Posted: 2010-08-10T22:41:32-07:00
by anthony
That is exactly the behaviour I would expect to see with FX. The direct use of the math functions AS IS.
It is up to the FX expression to adjust ranges and bias of the results to get the output desired.

-evaluate and -function on the other hand is meant to provide reasonable results in one form or another.
That is why -evaluate has a multiplier constant for Sin and Cos functions, while -function provides even more controls for applying the function.

-fx should not change.

As for the behaviour of the different image types, I would expect it to depend on the type, and format definition.
Should MIFF output 'normalized values?

The PFM format has a scaling factor included in its file format, so it can store un-normalized values.
At this time the only control of that scaling for PbmPLus formats is depth.

MPC on the other hand is tied to the memory store for a specific IM installation so would not be normalized

Re: strange verbose info from various image types in hdri

Posted: 2010-08-11T08:11:14-07:00
by fmw42
But MPC and TIFF also support HDRI, so should have the same results for -verbose info as PFM and MPC. Yet they are presenting results for stats and histogram as if they did not support HDRI values!

Re: strange verbose info from various image types in hdri

Posted: 2010-08-11T08:52:54-07:00
by magick
Try this command:
  • convert grad.miff -fx "ln(u)" -define quantum:format=floating-point -depth 32 miff:- | identify -verbose - | more

Re: strange verbose info from various image types in hdri

Posted: 2010-08-11T10:34:21-07:00
by fmw42
magick wrote:Try this command:
  • convert grad.miff -fx "ln(u)" -define quantum:format=floating-point -depth 32 miff:- | identify -verbose - | more

Yes, adding -define quantum:format=floating-point -depth 32 allows MIFF, TIFF as well as PFM and MPC to show the negative values in the stats.

I will try to modify the options page to emphasize this fact for MIFF and TIFF, if that is OK.

However, can you clarify for me why the raw values in the histogram under HDRI still show only 0. Should they not also show negatives? Or are the histogram raw values by design always going to treat the image as if non-HDRI?

Thanks

Re: strange verbose info from various image types in hdri

Posted: 2010-08-11T11:17:04-07:00
by magick
Histograms use oct-trees and are restricted to pixel values from 0-QuantumRange. You can scale and translate yourself to get a historgram. Use something like -evaluate add 500 (returns positive values) -evaluate multiply 131 (scale to 0-65535).

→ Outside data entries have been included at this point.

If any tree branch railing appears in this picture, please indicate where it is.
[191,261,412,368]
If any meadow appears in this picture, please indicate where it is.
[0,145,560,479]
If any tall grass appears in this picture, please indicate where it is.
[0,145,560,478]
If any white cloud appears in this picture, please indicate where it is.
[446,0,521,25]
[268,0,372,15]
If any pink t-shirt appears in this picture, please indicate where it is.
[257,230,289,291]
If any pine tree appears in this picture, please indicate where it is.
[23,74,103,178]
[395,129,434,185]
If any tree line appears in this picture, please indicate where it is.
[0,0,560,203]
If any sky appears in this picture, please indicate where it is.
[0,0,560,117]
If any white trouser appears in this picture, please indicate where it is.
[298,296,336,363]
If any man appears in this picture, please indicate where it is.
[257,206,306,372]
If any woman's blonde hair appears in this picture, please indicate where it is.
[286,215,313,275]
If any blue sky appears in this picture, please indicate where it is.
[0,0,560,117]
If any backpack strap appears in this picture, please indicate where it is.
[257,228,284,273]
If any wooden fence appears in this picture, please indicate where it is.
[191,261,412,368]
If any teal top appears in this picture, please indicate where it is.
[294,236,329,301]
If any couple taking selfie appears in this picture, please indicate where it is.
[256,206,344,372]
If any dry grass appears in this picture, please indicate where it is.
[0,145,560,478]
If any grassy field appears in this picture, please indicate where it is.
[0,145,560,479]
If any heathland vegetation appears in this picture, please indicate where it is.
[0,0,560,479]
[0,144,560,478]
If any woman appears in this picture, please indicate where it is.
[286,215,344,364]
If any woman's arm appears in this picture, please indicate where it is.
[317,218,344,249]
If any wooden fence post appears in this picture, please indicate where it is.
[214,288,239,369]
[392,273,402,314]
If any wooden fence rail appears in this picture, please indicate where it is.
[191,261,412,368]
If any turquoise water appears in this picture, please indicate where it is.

Re: strange verbose info from various image types in hdri

Posted: 2010-08-11T11:33:55-07:00
by fmw42
Histograms use oct-trees and are restricted to pixel values from 0-QuantumRange.
Thanks. I thought perhaps you scaled them to proper values in HDRI as the rgb values show negatives.

I will just note this.

Re: strange verbose info from various image types in hdri

Posted: 2010-08-11T13:59:33-07:00
by magick
I thought perhaps you scaled them to proper values in HDRI as the rgb values show negatives.
Ideally but we have not gotten to full support of HDRI just yet.

Re: strange verbose info from various image types in hdri

Posted: 2010-08-11T17:22:03-07:00
by fmw42
OK. I understand. Thanks for the reply and info. I will keep all this in mind.